Dave000
If you put up a cover song and you get 500 plays you owe the artist x cents for each play...
But if you don't pay and sneak around with fake names of songs and/or you don't have permission you can get sued..
Unless the artist gives up his royalty right by posting someplace like sound cloud.. this is a separate issue that is an agreement between the artist and Sound Cloud or where ever posted... here as well...
Soundcloud claims not to take any ownership right in your posting, which is technically true. What you give to SoundCloud and users of the "platform" i. e anyone able to hear your music posted there, is a royalty-free license to your performance that they can sublicense to others who are accessing it in what they call "linked services." So your rights are intact, but you have licensed them for nothing.
If you are the original author of a work posted to SoundCloud by another person performing your song, you retain full rights to the musical composition, regardless of who has posted it there. If someone "covers" your composition without obtaining a license from you, then SoundCloud may not disseminate it...end of story. Not only is it a violation of the terms of service, for someone to post a pirated cover, it invalidates any license SoundCloud or its users can claim to have received on the composition, and their only defense is the safe harbor provision of the Digital Millennium copyright act, so you can require them to remove it.
If you post your performance of your own original composition, then you grant a license to SoundCloud to distribute your performance, and in addition you grant, "a limited, worldwide, non-exclusive, royalty-free, fully paid up, license to other users of the Platform, and to operators and users of any other websites, apps and/or platforms to which Your Content has been shared or embedded using the Services (“Linked Services”), to use, copy, listen to offline, repost, transmit or otherwise distribute, publicly display, publicly perform, adapt, prepare derivative works of, compile, make available and otherwise communicate to the public." Just to be clear, that means that while the license is intact, anyone can do a recording of your original composition, and to use samples of it in their own work (a derivative work) without paying you anything.
Although you can request that SoundCloud remove your work from public access at any time, under 17 U.S. Code § 203 (b) (1):
"A derivative work prepared under authority of the grant before its termination may continue to be utilized under the terms of the grant after its termination, but this privilege does not extend to the preparation after the termination of other derivative works based upon the copyrighted work covered by the terminated grant."
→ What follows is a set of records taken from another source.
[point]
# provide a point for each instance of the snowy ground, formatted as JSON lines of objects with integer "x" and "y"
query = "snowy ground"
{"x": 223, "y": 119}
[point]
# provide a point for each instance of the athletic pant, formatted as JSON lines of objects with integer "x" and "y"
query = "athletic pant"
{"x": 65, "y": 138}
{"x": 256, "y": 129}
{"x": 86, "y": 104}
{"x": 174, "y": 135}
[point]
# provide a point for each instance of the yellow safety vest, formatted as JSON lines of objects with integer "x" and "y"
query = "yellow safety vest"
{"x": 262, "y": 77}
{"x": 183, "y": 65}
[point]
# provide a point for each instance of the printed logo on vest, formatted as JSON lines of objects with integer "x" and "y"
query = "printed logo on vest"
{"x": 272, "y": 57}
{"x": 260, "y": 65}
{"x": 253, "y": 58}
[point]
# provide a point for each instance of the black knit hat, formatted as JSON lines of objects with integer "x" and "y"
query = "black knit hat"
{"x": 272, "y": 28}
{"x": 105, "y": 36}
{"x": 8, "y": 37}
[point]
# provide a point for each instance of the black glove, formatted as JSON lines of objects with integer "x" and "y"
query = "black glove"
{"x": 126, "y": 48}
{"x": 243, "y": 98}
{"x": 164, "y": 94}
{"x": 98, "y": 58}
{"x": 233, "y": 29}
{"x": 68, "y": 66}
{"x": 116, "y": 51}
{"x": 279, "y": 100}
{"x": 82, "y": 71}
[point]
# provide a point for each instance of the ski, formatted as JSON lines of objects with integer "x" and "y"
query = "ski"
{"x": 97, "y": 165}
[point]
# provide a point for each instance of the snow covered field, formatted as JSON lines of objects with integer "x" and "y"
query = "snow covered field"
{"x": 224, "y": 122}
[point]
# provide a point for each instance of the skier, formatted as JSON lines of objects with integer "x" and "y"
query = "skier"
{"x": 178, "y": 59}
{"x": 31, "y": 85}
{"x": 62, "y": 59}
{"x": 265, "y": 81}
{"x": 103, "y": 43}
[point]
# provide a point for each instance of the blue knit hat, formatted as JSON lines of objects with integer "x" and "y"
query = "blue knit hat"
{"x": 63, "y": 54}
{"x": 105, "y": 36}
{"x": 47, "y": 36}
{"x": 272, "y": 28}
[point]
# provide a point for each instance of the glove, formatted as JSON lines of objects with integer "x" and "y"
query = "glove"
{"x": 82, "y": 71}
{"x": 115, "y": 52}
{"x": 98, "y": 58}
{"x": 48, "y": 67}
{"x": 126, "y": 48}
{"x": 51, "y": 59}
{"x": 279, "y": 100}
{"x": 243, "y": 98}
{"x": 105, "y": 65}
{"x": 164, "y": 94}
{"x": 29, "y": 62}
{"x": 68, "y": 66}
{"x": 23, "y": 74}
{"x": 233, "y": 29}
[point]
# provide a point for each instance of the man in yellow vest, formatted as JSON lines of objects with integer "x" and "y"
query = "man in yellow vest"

So if someone finds your song/composition posted by you on SoundCloud, and makes his own version of it without your knowledge or permission, he is licensed to sell as many copies as he wants forever without owing you anything in return, even if you later request SoundCloud to take it down. This is MUCH worse than just making your song available for compulsory licensing, in which case you would be owed a royalty. This may not be what SoundCloud intends, but the wording of their license is so overly broad, that you are potentially giving up your right to be paid for your composition. If that is not what you intend, then do not post to SoundCloud.